We are doing some tests on a new database server with 4 x 240 GB SSD disks. From what I have read RAID 10 should be faster than RAID 5 with the same "one-disk loss ok" redundancy.
However when testing with bonnie++ it seems the RAID 10 isn't any quicker than RAID 5. Any idea why?
- 4 x 240GB SSD disks, Software RAID, Ubuntu 14.04
- Intel® Xeon® E5-1650 v2 Hexa-Core Ivy Bridge-E incl. Hyper-Threading Technology 128 GB ECC RAM
- http://www.hetzner.de/en/hosting/produkte_rootserver/px120ssd
RAID5 (all 4 disks):
# cat /proc/mdstat
md2 : active raid5 sdd3[4] sdc3[2] sda3[0] sdb3[1]
688730112 blocks super 1.2 level 5, 512k chunk, algorithm 2 [4/4] [UUUU]
# df -h
Filesystem Size Used Avail Use% Mounted on
/dev/md2 647G 1.6G 613G 1% /
# bonnie++ -d /tmp -u root
Version 1.97 ------Sequential Output------ --Sequential Input- --Random-
Concurrency 1 -Per Chr- --Block-- -Rewrite- -Per Chr- --Block-- --Seeks--
Machine Size K/sec %CP K/sec %CP K/sec %CP K/sec %CP K/sec %CP /sec %CP
db1a 252G 1113 99 474860 26 327393 16 5943 99 1192788 23 +++++ +++
Sequential write: 0.474 G/s
Sequential rewrite: 0.327 G/s
Sequential read: 1.192 G/s
RAID10:
# cat /proc/mdstat
md2 : active raid10 sdd3[3] sdc3[2] sdb3[1] sda3[0]
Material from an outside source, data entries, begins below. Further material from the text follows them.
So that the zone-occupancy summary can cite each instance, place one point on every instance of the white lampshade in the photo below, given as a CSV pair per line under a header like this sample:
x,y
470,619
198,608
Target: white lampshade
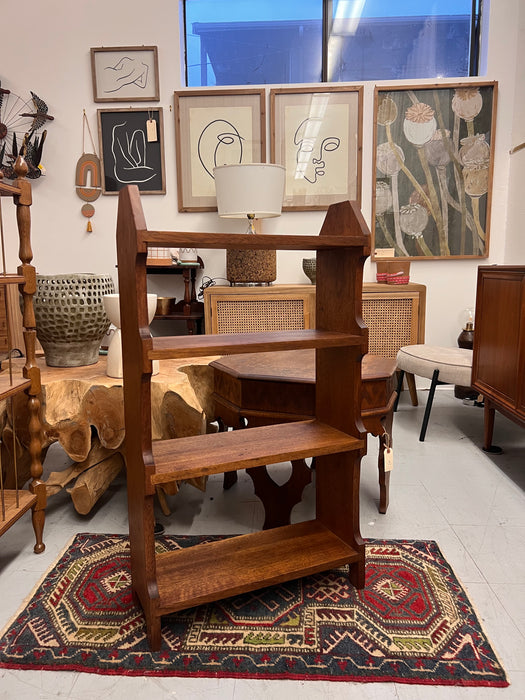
x,y
255,189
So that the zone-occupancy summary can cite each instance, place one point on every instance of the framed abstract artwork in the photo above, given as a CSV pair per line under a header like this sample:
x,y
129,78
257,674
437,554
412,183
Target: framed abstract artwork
x,y
132,149
316,134
125,74
432,171
215,127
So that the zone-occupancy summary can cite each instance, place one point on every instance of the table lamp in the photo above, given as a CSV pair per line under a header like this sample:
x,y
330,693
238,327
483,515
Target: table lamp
x,y
250,191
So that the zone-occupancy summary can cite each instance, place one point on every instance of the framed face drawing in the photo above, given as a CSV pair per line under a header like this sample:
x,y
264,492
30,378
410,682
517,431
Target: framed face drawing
x,y
215,127
433,162
131,150
125,74
317,135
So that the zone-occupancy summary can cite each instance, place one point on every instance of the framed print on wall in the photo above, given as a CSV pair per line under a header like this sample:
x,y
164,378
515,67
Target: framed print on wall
x,y
433,163
317,135
132,149
215,127
125,74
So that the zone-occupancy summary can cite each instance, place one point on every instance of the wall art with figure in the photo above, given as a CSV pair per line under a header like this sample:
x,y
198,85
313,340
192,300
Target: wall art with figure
x,y
316,134
433,163
215,127
132,149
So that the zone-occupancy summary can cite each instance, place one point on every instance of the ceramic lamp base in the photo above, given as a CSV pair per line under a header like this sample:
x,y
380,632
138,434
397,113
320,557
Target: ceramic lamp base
x,y
251,266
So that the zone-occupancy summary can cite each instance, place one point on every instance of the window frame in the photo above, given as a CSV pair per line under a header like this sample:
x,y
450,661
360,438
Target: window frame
x,y
327,14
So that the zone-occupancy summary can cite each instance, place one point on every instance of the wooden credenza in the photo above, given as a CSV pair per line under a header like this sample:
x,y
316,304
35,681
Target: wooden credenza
x,y
498,364
394,314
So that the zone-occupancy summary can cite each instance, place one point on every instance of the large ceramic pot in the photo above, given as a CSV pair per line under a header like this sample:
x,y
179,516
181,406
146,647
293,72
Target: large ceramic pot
x,y
70,317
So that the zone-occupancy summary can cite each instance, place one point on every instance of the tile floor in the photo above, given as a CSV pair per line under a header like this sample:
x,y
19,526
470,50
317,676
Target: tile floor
x,y
445,489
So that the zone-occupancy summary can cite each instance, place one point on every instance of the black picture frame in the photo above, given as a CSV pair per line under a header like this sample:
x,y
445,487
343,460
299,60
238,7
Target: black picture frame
x,y
127,156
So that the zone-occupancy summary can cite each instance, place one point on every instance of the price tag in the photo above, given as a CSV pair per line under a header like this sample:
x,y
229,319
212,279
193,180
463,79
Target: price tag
x,y
389,459
151,130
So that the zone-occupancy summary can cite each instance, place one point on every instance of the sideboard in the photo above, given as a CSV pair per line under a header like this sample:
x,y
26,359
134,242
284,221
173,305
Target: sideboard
x,y
394,314
498,363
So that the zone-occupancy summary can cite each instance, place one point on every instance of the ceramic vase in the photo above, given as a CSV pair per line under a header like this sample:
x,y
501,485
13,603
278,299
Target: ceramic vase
x,y
70,317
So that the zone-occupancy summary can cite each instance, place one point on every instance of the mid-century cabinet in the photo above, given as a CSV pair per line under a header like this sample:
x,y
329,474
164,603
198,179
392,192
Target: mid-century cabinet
x,y
394,314
498,363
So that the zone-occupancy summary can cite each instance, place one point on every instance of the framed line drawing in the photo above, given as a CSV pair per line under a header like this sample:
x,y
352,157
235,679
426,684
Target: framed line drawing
x,y
125,74
316,133
215,127
432,171
127,156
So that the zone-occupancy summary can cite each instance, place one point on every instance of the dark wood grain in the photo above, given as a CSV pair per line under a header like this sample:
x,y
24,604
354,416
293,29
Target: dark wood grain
x,y
164,584
498,363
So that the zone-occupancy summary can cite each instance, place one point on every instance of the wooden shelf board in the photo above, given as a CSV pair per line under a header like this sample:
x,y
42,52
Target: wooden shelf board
x,y
12,512
11,278
215,570
168,347
10,387
6,189
242,241
215,453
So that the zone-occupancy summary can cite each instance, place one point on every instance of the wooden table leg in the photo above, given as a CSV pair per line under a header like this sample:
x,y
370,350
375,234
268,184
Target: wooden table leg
x,y
489,413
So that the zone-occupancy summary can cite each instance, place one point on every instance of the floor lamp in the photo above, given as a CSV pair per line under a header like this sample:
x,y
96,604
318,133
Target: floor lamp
x,y
250,191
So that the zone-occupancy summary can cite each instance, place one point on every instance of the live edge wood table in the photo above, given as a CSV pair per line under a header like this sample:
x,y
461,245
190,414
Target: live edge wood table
x,y
82,409
275,387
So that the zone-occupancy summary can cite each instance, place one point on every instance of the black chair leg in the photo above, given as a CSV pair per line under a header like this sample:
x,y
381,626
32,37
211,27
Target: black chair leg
x,y
429,405
399,387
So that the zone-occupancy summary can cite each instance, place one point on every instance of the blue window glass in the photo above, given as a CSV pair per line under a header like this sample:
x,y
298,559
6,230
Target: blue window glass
x,y
249,42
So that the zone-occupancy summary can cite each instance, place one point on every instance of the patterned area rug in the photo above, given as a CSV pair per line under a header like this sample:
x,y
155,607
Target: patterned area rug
x,y
412,623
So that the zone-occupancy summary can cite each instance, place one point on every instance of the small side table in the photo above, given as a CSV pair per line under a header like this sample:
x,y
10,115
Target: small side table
x,y
274,387
187,309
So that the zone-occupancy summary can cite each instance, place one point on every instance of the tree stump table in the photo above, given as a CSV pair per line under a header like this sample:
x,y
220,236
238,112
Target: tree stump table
x,y
82,409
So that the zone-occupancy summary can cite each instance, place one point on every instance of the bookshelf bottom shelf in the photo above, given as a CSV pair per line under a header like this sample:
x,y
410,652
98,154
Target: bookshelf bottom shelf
x,y
226,567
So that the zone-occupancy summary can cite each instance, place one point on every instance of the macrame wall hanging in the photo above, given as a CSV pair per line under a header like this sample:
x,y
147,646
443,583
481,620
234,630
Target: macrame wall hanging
x,y
88,175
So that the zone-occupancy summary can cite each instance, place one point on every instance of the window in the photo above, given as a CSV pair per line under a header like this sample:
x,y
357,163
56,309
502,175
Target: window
x,y
256,42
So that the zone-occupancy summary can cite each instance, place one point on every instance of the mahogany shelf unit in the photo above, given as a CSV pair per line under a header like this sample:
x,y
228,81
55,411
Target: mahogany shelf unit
x,y
165,583
14,500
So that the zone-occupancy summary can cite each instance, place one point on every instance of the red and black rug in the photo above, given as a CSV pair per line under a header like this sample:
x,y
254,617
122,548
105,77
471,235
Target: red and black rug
x,y
412,623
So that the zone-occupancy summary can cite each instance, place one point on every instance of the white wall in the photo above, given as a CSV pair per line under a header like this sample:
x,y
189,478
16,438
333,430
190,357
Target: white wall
x,y
48,53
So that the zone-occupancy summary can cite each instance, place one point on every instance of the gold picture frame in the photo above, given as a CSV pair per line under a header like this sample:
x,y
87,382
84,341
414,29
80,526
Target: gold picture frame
x,y
433,159
316,133
125,74
215,127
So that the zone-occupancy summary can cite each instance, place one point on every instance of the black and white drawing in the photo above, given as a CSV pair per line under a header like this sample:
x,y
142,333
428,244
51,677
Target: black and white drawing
x,y
128,158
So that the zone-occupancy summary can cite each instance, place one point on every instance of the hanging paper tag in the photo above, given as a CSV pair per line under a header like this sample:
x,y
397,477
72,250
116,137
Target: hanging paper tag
x,y
151,130
389,459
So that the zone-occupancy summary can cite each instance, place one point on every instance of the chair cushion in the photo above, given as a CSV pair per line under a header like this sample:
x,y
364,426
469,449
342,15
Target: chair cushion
x,y
454,364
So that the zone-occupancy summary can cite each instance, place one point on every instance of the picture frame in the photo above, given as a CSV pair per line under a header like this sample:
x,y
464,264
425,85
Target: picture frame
x,y
215,127
131,145
433,159
125,74
316,133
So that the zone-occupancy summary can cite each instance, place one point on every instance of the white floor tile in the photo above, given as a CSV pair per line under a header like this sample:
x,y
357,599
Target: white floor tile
x,y
444,489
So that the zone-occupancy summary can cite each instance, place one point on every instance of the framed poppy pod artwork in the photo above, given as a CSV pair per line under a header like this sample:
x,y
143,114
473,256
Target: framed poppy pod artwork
x,y
432,170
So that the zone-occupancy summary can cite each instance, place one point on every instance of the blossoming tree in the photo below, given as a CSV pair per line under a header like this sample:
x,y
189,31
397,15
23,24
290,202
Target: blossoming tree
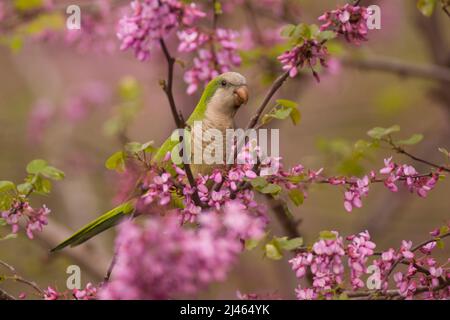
x,y
177,252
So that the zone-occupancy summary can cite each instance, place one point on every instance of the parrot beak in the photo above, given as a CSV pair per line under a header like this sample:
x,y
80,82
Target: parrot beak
x,y
241,95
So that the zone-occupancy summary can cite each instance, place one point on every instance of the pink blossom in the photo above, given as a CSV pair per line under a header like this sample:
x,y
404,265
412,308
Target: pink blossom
x,y
89,293
176,261
309,54
41,115
152,20
35,219
51,294
215,54
349,20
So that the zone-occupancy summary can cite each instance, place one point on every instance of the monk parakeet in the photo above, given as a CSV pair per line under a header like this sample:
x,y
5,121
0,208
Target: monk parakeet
x,y
216,109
459153408 blocks super 1.2 512K chunks 2 near-copies [4/4] [UUUU]
# df -h
Filesystem Size Used Avail Use% Mounted on
/dev/md2 431G 1.6G 408G 1% /
# bonnie++ -d /tmp -u root
Version 1.97 ------Sequential Output------ --Sequential Input- --Random-
Concurrency 1 -Per Chr- --Block-- -Rewrite- -Per Chr- --Block-- --Seeks--
Machine Size K/sec %CP K/sec %CP K/sec %CP K/sec %CP K/sec %CP /sec %CP
db1a 252G 1221 99 492972 27 323392 15 5688 100 1178194 23 +++++ +++
Sequential write: 0.492 G/s
Sequential rewrite: 0.323 G/s
Sequential read: 1.178 G/s
Update
I ran the RAID 10 test with iozone to see if a multithreaded benchmark would perform any better on the assumption that the 99%-100% CPU reported by bonnie++ might indicate a bottleneck:
# iozone -R -i 0 -i 1 -l 12 -u 12 -r 8k -s 22G
(12 threads, 8k block size, total file size of 264G)
" Initial write " 538817.21 0.538 G/s
" Rewrite " 511450.04 0.511 G/s
" Read " 1087437.45 1.087 G/s
" Re-read " 1201127.73 1.201 G/s
" Random read " 576435.70 0.576 G/s
" Random write " 400612.46 0.400 G/s
The results are slightly better than bonnie++ but not much.
iozone results for RAID 5:
" Initial write " 516469.10 0.516 G/s
" Rewrite " 489970.21 0.489 G/s
" Read " 1116074.84 1.116 G/s
" Re-read " 1116666.97 1.116 G/s
" Random read " 611738.43 0.611 G/s
" Random write " 199486.44 0.199 G/s
So as explained in the answers RAID 10 random write performance is twice as fast as RAID 5 but all the other stats are similar or slightly better.